It’s unlikely that any adult in Texas can’t tell you when federal income tax forms are due: April 15 is a date that is etched on the minds of most workers and business owners. But what happens if you fail to file a return by the appropriate date? According to the Internal Revenue Service, delinquent or missing tax returns can spark a full investigation.
The IRS reportedly flags random returns for review, and agents are also assigned random tax accounts for compliance checks. During the course of either review, agents are supposed to pull up historical records regarding the tax payer or business via IRS databases. If the agent determines that returns are missing, then further investigation is warranted.
According to IRS procedures, agents are supposed to attempt to make a determination about whether a failure to file appropriate returns was willful or represented potential fraud. In those cases, the agent discusses the matter with a Fraud Technical Advisor, and the matter is turned over to a criminal investigation unit if the FTA deems fraud may be involved.
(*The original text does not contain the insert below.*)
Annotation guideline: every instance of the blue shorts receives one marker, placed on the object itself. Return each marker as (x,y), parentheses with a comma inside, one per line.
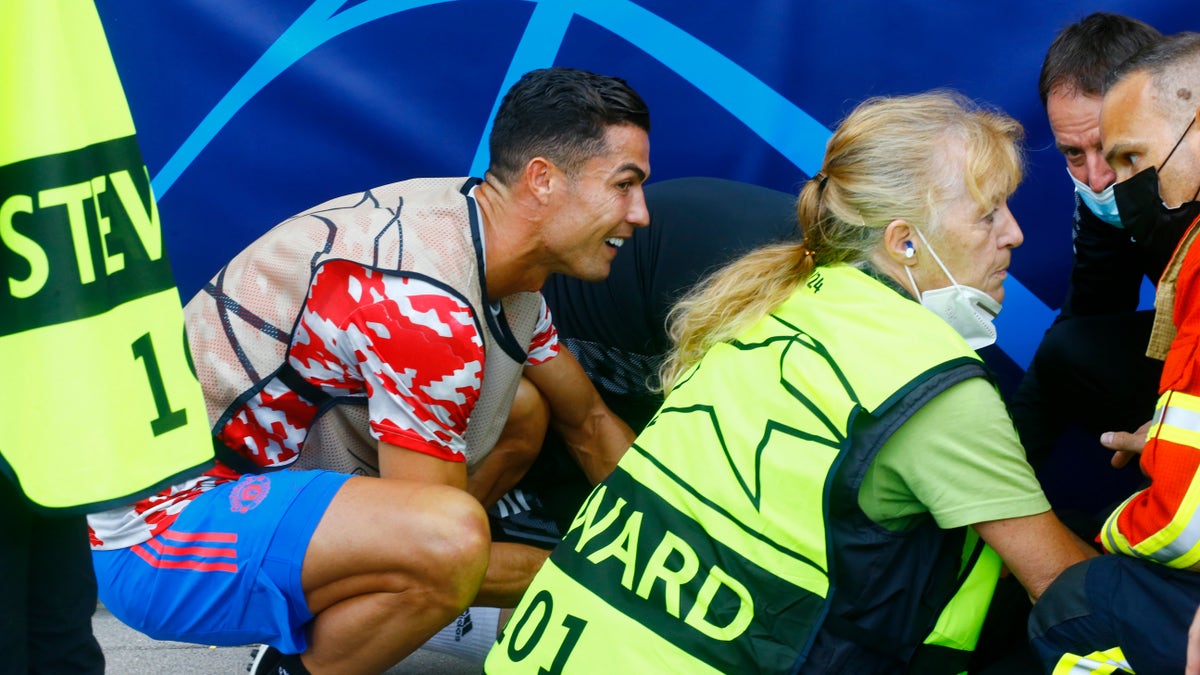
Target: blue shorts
(227,572)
If fraud is not thought to exist in the case, then agents notify the tax payer or business regarding the delinquencies, and the tax payer must file all appropriate returns at that time. Even if returns are years out of date, they must be filed, which can result in enormous penalties and interest accruing on top of the original tax bill.
The IRS does work with tax payers in such situations and relief can come in the form of negotiation of an offer in compromise or other tax payment structures. Understanding all options and working with a third-party who understands how to deal with the IRS may make the process easier and less stressful.